Integrability of eccentric, spinning black hole binaries up to second post-Newtonian order

TL;DR

This paper investigates the integrability of eccentric, spinning binary black hole systems up to second post-Newtonian order, revealing conditions under which the system remains analytically solvable despite chaos at higher orders.

Contribution

It demonstrates that the 2PN order system is perturbatively integrable by constructing conserved quantities, extending the analytical understanding of BBH dynamics.

Findings

1. Constructed four action integrals at 1.5PN order.

2. Showed 2PN system is integrable in a perturbative sense.

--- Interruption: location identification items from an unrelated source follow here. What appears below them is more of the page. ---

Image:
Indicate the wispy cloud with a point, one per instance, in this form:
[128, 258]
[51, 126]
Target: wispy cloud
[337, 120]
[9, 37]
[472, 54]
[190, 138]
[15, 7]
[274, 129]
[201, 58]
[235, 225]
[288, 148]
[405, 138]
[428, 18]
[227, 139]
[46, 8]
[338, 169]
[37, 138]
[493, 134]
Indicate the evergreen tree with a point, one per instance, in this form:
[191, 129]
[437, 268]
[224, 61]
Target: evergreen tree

3. Results are consistent with numerical chaos at higher orders.

Abstract

Accurate and efficient modeling of the dynamics of binary black holes (BBHs) is crucial to their detection and parameter estimation through gravitational waves, both with LIGO/Virgo and LISA. General BBH configurations will have misaligned spins and eccentric orbits, eccentricity being particularly relevant at early times. Modeling these systems is both analytically and numerically challenging. Even though the 1.5 post-Newtonian (PN) order is Liouville integrable, numerical work has demonstrated chaos at 2PN order, which impedes the existence of an analytic solution. In this article we revisit integrability at both 1.5PN and 2PN orders. At 1.5PN, we construct four (out of five) action integrals. At 2PN, we show that the system is indeed integrable - but in a perturbative sense - by explicitly constructing five mutually-commuting constants of motion. Because of the KAM theorem, this is consistent with the past numerical demonstration of chaos. Our method extends to higher PN orders, opening the door for a fully analytical solution to the generic eccentric, spinning BBH problem.